New Bankruptcy Rules - your questions answered right here...
More About New Bankruptcy Rules...
You have information about the new bankruptcy law requirements for credit counseling, the income and means tests for chapter 7, residency requirements, and lawyer liability, but there are even more changes you should know about. It's no surprise these changes will make it harder and costlier to file bankruptcy.
If you are allowed to file Chapter 7 bankruptcy, there are changes in how your personal property is valued. Under the old law, you could value your personal property at basically 'garage sale' prices. That meant most, if not all your personal property would fall within the exempt property categories of most states.

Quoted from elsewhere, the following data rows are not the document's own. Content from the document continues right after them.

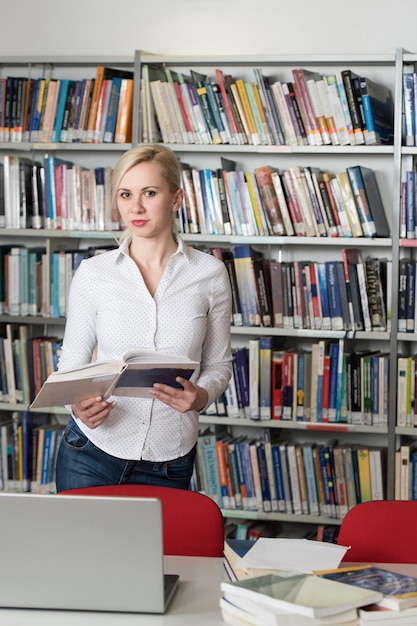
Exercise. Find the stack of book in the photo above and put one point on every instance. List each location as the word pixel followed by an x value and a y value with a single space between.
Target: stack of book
pixel 47 110
pixel 376 595
pixel 242 473
pixel 310 109
pixel 55 194
pixel 29 443
pixel 299 201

Under the new bankruptcy law, you must value your property it the price it would cost to replace it retail, taking into account its age and condition. Since you have to come up with a retail price and your attorney has to certify it's correct, you just about have to have an appraiser to the valuation. A car is easier because you can just look up the blue book price.
Also, under the old bankruptcy rules, you exempt personal property you could keep under chapter 7 was determined by the laws of the state where you lived if you resided in the state for at leas three months.
Under the new law, you must live in a state for two years before filing bankruptcy in order to use the state's exemption laws. Otherwise you must use the exemptions of the state where you used to live.
More people will be forced to use chapter 13 bankruptcy under the new law. That reason behind that was to force people who could repay all or part of their debts to do so instead of using bankruptcy chapter 7 which wiped away most debts. That sounds reasonable to a lot of us.
Chapter 13 bankruptcy required that you devote all your disposable income to repaying debts. That part hasn't changed, but how you calculate your disposable income has. Under the old rules, you subtracted your actual expenses from your monthly income to arrive at your disposable income.
Under the new bankruptcy law, your monthly income is your average income for the six months before filing your petition. Then, instead of subtracting your actual expenses, you use allowed expense amounts set by the IRS. These amounts are often lower than your actual costs. The amount of 'disposable income' left may be more than what you have to spare every month. That means more chapter 13 bankruptcy plans will fail.
Under the old law, if your bankruptcy case was dismissed for any reason and you still couldn't pay your bills, it wasn't much of an issue to refile. The new law limits debt relief if you are filing after a prior case was dismissed.
There are a lot of changes to the bankruptcy laws. It would probably be a good idea to consult an attorney before you file. Even if the attorney will not take you on as a client to file bankruptcy, they may be willing to give you legal advice.
There are a lot of changes to the bankruptcy laws. It would probably be a good idea to consult an attorney before you file. Even if the attorney will not take you on as a client to file bankruptcy, they may be willing to give you legal advice.